* generic/204 failure due to e88b64e xfs: use generic percpu counters for free inode counter
@ 2015-04-28 16:56 Eryu Guan
2015-04-28 20:49 ` Dave Chinner
0 siblings, 1 reply; 3+ messages in thread
From: Eryu Guan @ 2015-04-28 16:56 UTC (permalink / raw)
To: xfs; +Cc: xuw2015
Hi,
I was testing v4.1-rc1 kernel and hit generic/204 failure on 512b block
size v4 xfs and 1k block size v5 xfs. And this seems to be a regression
since v4.0
[root@dhcp-66-86-11 xfstests]# MKFS_OPTIONS="-b size=512" ./check generic/204
FSTYP -- xfs (non-debug)
PLATFORM -- Linux/x86_64 dhcp-66-86-11 4.0.0-rc1+
MKFS_OPTIONS -- -f -b size=512 /dev/sda6
MOUNT_OPTIONS -- -o context=system_u:object_r:nfs_t:s0 /dev/sda6 /mnt/testarea/scratch
generic/204 8s ... - output mismatch (see /root/xfstests/results//generic/204.out.bad)

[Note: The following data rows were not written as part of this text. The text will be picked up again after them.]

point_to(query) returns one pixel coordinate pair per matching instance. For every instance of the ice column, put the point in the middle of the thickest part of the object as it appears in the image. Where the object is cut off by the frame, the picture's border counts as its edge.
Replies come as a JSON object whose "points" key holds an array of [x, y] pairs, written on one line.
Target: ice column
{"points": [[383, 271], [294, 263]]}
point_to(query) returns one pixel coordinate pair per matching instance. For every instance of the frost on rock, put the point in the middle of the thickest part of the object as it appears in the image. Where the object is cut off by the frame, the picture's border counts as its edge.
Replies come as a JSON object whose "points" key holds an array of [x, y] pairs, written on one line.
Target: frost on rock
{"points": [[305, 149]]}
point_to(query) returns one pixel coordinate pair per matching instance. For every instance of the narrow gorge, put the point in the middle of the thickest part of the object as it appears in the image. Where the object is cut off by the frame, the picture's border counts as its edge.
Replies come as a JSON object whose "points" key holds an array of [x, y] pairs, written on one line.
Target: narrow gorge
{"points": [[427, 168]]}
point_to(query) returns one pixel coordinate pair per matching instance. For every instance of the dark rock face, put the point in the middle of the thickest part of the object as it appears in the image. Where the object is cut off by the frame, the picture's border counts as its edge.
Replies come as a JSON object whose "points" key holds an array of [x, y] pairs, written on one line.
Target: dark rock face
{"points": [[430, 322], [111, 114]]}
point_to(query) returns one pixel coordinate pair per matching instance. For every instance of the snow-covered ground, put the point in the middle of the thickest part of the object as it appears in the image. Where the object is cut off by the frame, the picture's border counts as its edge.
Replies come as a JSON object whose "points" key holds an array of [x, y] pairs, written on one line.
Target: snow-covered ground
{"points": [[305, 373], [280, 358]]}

--- tests/generic/204.out 2014-12-11 00:28:13.409000000 +0800
+++ /root/xfstests/results//generic/204.out.bad 2015-04-29 00:36:43.232000000 +0800
@@ -1,2 +1,37664 @@
QA output created by 204
+./tests/generic/204: line 83: /mnt/testarea/scratch/108670: No space left on device
+./tests/generic/204: line 84: /mnt/testarea/scratch/108670: No space left on device
...
I bisected to this commit
e88b64e xfs: use generic percpu counters for free inode counter
Seems like the same issue this patch tries to fix, but test still fails
after applying this patch.
[PATCH v2] xfs: use percpu_counter_read_positive for mp->m_icount
http://oss.sgi.com/archives/xfs/2015-04/msg00195.html
Not sure if it's the expected behavior/a known issue, report it to the
list anyway.
Thanks,
Eryu
_______________________________________________
xfs mailing list
xfs@oss.sgi.com
http://oss.sgi.com/mailman/listinfo/xfs
^ permalink raw reply [flat|nested] 3+ messages in thread
* Re: generic/204 failure due to e88b64e xfs: use generic percpu counters for free inode counter
2015-04-28 16:56 generic/204 failure due to e88b64e xfs: use generic percpu counters for free inode counter Eryu Guan
@ 2015-04-28 20:49 ` Dave Chinner
2015-04-30 6:57 ` Eryu Guan
0 siblings, 1 reply; 3+ messages in thread
From: Dave Chinner @ 2015-04-28 20:49 UTC (permalink / raw)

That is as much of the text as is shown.